The Brutalist (dok. Universal Pictures/The Brutalist)
Penggunaan AI memang masih jadi perdebatan sengit. Khususnya buat industri kreatif, kecerdasan buatan punya cap buruk, terutama mencuri pekerjaan-pekerjaan strategis yang selama ini dikendalikan penuh oleh manusia. Misalnya untuk dialog bahasa asing, film biasanya butuh seorang pelatih dialog yang memandu para aktor untuk mencapai aksen yang autentik.
Bukannya tanpa pelatih dialog, The Brutalist nyatanya melibatkan Tanera Marshall, pelatih dialog dan ahli aksen yang pernah terlibat dalam serial The Bear (2022) dan film The Hunger Games: The Ballad of Songbirds & Snakes (2023).

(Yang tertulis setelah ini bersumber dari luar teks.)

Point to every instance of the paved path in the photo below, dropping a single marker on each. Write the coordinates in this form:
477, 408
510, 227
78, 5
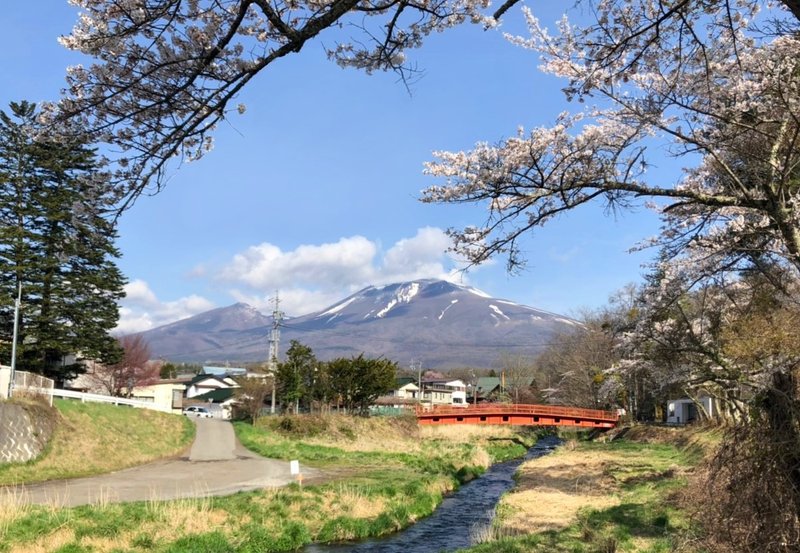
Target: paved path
216, 465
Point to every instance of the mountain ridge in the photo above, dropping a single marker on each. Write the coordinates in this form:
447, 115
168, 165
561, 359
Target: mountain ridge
443, 324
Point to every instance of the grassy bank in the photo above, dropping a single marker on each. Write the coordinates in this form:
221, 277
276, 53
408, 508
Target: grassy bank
593, 497
93, 438
382, 475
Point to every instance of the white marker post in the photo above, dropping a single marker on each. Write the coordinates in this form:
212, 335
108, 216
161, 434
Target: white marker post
294, 469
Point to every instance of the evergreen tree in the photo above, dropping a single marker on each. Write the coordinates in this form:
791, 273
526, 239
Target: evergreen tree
57, 245
296, 376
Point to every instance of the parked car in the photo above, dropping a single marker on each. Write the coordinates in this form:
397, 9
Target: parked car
197, 411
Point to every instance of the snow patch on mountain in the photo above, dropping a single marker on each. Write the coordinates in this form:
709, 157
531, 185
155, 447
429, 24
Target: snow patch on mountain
477, 292
568, 321
339, 306
499, 312
403, 295
452, 303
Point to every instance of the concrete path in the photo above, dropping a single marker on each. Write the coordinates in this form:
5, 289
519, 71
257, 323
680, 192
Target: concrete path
216, 465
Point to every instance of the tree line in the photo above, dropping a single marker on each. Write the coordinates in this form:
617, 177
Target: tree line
303, 384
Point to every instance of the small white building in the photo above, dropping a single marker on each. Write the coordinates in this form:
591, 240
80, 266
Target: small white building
165, 393
202, 384
444, 392
686, 410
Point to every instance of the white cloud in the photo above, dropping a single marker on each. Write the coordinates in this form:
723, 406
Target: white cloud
142, 310
312, 277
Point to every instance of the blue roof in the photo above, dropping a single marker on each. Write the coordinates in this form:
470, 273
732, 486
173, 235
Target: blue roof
224, 371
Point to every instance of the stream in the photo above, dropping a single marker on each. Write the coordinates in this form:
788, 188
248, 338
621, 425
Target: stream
456, 521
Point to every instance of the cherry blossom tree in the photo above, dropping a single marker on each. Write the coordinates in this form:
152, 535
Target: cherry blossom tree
133, 369
168, 71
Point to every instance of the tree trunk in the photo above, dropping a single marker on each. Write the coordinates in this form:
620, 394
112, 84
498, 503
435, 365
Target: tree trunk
783, 416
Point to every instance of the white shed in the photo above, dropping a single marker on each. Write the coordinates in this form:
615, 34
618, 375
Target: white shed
685, 410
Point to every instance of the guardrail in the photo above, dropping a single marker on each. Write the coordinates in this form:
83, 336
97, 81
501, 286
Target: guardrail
99, 398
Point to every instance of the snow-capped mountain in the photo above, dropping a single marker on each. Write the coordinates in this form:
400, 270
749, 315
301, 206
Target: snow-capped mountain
439, 323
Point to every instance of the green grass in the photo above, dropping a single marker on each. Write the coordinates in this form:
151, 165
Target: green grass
371, 493
94, 438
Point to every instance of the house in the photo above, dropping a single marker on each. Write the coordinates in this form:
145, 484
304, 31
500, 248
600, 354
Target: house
437, 391
406, 388
165, 393
219, 402
203, 383
486, 388
224, 371
686, 410
404, 396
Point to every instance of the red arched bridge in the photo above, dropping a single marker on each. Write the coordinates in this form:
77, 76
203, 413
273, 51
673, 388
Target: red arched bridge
518, 414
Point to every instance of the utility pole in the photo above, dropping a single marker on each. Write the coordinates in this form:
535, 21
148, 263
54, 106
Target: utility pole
14, 340
274, 343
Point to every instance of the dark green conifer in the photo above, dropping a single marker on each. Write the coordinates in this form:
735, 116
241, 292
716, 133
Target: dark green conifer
57, 243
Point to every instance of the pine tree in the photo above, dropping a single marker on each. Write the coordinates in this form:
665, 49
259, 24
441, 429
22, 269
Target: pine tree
56, 243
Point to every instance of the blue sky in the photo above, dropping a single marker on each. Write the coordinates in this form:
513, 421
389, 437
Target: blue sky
313, 191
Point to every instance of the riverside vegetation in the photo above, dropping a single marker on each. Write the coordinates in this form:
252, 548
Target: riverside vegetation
638, 493
382, 474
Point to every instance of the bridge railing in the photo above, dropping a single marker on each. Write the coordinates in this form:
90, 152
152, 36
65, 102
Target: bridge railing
519, 409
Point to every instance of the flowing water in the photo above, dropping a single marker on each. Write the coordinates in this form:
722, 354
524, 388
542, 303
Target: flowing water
459, 519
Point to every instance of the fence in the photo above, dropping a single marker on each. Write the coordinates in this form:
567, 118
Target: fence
98, 398
29, 384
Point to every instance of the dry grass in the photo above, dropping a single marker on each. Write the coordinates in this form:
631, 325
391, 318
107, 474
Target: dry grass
14, 505
564, 482
350, 501
464, 433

Corbet sang sutradara menyatakan bahwa Respeecher hanya dipakai dalam film untuk menyempurnakan beberapa pengucapan huruf vokal.

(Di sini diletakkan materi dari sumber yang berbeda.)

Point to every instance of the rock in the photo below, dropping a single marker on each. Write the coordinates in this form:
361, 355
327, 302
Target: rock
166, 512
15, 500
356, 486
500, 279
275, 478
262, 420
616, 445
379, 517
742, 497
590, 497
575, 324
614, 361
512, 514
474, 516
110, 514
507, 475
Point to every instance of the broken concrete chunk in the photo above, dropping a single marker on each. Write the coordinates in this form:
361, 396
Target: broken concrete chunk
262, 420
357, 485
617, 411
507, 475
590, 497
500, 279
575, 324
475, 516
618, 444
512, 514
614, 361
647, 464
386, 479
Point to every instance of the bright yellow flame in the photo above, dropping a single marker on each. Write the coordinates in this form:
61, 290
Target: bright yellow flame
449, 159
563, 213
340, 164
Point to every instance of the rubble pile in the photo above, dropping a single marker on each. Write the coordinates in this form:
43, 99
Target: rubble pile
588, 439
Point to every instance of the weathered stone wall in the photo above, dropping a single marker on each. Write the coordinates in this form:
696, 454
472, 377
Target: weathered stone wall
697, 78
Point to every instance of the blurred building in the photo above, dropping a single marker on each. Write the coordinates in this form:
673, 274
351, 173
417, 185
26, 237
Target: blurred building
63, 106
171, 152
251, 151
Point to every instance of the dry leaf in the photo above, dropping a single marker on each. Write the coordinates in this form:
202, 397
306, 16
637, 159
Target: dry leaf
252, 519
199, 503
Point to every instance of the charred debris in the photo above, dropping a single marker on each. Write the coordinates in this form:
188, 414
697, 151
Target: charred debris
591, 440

Cukup disayangkan sebenarnya. Mengingat tak sedikit film yang berhasil menyajikan keautentikan aksen bahasa tanpa AI. Ambil contoh Pachinko. Serial ini menggunakan dua bahasa yang digunakan silih berganti, Korea dan Jepang. Meski menurut para penutur asli, kebanyakan aksen mereka tidak seberapa sempurna dan tidak mencerminkan aksen daerah yang seharusnya, kreator film memilih untuk tidak melakukan penyempurnaan berlebih apalagi dengan AI.

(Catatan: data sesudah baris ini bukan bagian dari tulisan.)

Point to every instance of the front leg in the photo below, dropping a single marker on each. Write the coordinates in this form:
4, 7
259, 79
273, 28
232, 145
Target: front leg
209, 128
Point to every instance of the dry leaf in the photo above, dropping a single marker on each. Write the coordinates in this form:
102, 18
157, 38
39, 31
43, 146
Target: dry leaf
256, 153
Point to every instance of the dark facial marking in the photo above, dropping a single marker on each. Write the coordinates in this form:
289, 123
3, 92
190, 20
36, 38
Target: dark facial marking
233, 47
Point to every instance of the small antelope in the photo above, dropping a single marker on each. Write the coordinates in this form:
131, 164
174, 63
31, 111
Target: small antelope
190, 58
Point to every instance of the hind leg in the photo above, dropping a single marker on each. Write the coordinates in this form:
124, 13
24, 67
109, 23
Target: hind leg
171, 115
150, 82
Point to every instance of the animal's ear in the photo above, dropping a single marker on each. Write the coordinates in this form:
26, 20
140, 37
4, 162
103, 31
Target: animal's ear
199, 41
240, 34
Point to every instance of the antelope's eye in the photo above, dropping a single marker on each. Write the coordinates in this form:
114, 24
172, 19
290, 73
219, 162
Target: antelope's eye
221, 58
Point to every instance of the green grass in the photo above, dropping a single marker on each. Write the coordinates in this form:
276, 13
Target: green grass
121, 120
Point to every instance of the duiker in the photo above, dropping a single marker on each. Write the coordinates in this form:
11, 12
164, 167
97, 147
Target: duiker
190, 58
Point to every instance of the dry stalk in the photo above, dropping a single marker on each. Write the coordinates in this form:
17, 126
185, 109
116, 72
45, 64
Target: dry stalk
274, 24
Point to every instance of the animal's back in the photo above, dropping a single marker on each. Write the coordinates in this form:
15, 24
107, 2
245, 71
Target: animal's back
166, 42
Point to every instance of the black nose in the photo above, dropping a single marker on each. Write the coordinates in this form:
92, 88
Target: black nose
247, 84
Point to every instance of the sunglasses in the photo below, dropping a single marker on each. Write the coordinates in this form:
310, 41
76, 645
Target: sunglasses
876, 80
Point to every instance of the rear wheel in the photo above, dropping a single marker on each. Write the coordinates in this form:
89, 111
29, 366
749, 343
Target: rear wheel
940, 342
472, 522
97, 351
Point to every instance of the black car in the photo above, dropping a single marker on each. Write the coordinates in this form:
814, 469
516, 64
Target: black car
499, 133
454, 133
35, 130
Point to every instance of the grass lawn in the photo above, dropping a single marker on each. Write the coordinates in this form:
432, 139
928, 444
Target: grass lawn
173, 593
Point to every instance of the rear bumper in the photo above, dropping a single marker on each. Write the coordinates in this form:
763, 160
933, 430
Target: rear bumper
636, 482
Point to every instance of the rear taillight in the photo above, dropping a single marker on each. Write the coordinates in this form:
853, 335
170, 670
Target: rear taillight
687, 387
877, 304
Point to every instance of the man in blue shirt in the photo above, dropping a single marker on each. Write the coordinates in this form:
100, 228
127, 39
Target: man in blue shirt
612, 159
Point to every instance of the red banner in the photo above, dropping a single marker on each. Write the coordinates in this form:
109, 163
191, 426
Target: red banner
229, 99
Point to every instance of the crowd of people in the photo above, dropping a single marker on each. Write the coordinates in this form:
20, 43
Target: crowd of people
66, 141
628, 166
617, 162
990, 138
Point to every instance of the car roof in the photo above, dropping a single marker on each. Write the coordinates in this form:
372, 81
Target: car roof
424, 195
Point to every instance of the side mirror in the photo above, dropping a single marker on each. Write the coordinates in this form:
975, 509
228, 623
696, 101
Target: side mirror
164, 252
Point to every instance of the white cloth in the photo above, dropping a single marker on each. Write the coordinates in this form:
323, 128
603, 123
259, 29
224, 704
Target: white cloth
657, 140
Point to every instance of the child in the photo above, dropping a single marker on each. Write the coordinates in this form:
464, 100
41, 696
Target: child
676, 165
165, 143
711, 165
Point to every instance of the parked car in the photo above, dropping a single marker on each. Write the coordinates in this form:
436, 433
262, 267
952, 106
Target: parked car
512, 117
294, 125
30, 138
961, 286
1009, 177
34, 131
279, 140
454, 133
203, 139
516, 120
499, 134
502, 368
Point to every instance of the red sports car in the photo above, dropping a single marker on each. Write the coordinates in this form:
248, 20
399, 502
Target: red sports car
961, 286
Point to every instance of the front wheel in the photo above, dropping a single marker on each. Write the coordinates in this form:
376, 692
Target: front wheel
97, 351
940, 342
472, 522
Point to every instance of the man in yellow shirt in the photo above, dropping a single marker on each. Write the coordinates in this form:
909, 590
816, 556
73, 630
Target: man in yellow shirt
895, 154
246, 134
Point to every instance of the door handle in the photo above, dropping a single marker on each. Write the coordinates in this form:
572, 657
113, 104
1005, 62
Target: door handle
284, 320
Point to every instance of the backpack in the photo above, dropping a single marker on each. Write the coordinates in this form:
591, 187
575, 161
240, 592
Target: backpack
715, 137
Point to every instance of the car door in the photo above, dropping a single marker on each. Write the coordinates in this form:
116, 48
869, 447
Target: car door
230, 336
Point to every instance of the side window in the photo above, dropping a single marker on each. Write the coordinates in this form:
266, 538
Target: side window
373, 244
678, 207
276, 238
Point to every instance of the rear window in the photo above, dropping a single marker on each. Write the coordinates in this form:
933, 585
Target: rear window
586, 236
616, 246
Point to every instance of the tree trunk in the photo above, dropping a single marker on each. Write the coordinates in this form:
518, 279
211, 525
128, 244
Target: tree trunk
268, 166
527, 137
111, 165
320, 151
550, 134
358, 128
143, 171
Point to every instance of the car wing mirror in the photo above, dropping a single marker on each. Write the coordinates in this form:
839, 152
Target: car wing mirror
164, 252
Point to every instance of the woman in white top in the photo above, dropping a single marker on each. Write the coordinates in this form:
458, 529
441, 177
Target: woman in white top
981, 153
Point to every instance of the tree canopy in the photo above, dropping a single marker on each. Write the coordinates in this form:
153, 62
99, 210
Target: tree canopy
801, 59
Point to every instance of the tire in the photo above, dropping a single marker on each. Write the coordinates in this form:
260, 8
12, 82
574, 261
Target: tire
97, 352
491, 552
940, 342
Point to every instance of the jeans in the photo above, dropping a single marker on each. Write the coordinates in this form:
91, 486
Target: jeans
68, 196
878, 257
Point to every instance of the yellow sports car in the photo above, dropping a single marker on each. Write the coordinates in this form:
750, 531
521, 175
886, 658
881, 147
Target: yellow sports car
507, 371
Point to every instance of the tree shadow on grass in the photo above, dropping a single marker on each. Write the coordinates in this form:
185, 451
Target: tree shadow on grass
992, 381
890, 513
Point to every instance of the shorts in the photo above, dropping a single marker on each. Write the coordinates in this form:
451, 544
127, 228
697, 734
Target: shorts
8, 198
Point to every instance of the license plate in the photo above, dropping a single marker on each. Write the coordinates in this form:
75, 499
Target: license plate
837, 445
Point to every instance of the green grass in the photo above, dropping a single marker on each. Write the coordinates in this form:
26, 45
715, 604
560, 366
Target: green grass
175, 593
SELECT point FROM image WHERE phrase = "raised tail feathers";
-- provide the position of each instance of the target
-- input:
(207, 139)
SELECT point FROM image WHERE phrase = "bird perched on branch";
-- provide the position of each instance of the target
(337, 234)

Bahasa Rusia dan Armenia juga jadi bagian penting dalam dialog film Anora. Untuk mengurangi inakurasi dan memperkuat keautentikannya, Sean Baker dan Emily Fleischer selaku casting director memilih merekrut aktor dari negara yang bersangkutan. Hal serupa bisa kamu temukan pula dalam Anatomy of a Fall karya Justine Triet. Meski hampir semua cast dan kru berasal dari Prancis, Justine Triet memilih aktris Jerman, Sandra Hüller untuk memerankan sang protagonis utama. Ini sesuai dengan latar belakang karakter Sandra yang diperankan Hüller.
AI memang satu disrupsi teknologi yang susah untuk dihentikan. Terlepas dari pro kontranya, kita bakal menemukan mereka di berbagai aspek kehidupan. Namun, tentu tak bisa dimungkiri, mereka mencerabut sisi autentik sebuah karya ketika dinormalisasi dalam industri kretif.